ClickHouse / dbt-clickhouse

The Clickhouse plugin for dbt (data build tool)
Apache License 2.0
253 stars 113 forks source link

max_bytes_before_external_group_by not working with DBT #351

Open rupesh-plateiq opened 2 months ago

rupesh-plateiq commented 2 months ago

Describe the bug

I am running a dbt model with _max_bytes_before_external_groupby settings. Still, I am getting Memory Error. If the run the same query on ClickHouse cloud it works perfectly fine

SELECT invoice_id,
        reason,
        argMax(message, date) AS message,
        MAX(_synced_at) AS _synced_at
FROM stg_invoices_invoicelog
GROUP BY invoice_id, reason
SETTINGS max_bytes_before_external_group_by=1000000000;

DBT model definition

{{
    config(
        materialized='incremental',
        incremental_strategy='delete+insert',
        order_by='invoice_id',
        unique_key='invoice_id',
        query_settings={'max_bytes_before_external_group_by': 1000000000}
    )
}}

SELECT invoice_id,
        reason,
        argMax(message, date) AS message,
        MAX(_synced_at) AS _synced_at
FROM stg_invoices_invoicelog
GROUP BY invoice_id, reason

Expected behaviour

It should not give error

Configuration

Environment

ClickHouse server

genzgd commented 2 months ago

Can you check the ClickHouse query log (system.query_log) for the dbt version of the query? The query log should include the settings and you can compare the two queries directly.

genzgd commented 2 months ago

There's also a major difference between a DBT "incremental" model and a simple ClickHouse SELECT.

rupesh-plateiq commented 2 months ago

Can you check the ClickHouse query log (system.query_log) for the dbt version of the query? The query log should include the settings and you can compare the two queries directly.

This is the query that I got from the log. It is not applying the query settings. Am I doing anything incorrect when defining the query settings? @genzgd

/* {"app": "dbt", "dbt_version": "1.8.5", "profile_name": "ottimate", "target_name": "dev", "node_id": "model.ottimate.int_invoices_invoicelog"} */

        create table `ottimate`.`int_invoices_invoicelog`

  engine = MergeTree()
        order by (invoice_id)

                    -- end_of_sql
                    SETTINGS  replicated_deduplication_window=0

            empty
          as (

SELECT invoice_id,
        reason,
        argMax(message, date) AS message,
        MAX(_synced_at) AS _synced_at
FROM stg_invoices_invoicelog
GROUP BY invoice_id, reason
          )
rupesh-plateiq commented 2 months ago

There's also a major difference between a DBT "incremental" model and a simple ClickHouse SELECT.

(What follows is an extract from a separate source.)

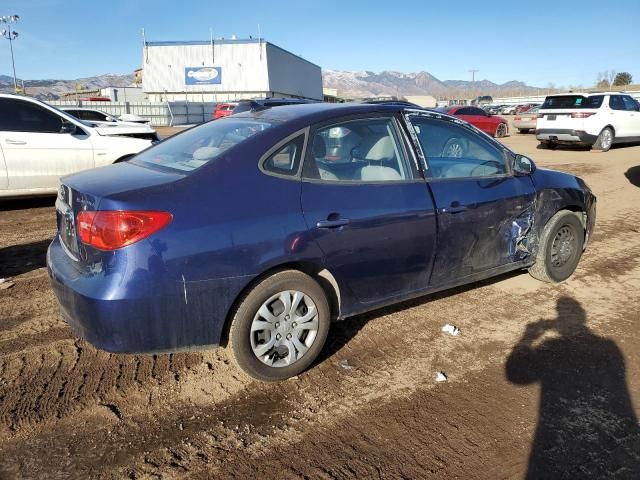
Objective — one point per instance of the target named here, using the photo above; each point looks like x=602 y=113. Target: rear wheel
x=560 y=248
x=280 y=326
x=605 y=140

This is kind of full refresh. I have cleaned the logic for incremental model to test if the simple query works.

Thanks for your quick reply.

genzgd commented 2 months ago

Thanks for the detailed log data! That looks like a bug in "full refresh", where an "intermediate" table is created and then swapped, but that intermediate table doesn't appear to have the query_settings applied. We'll see if we can pin down the actual problem over the next few days.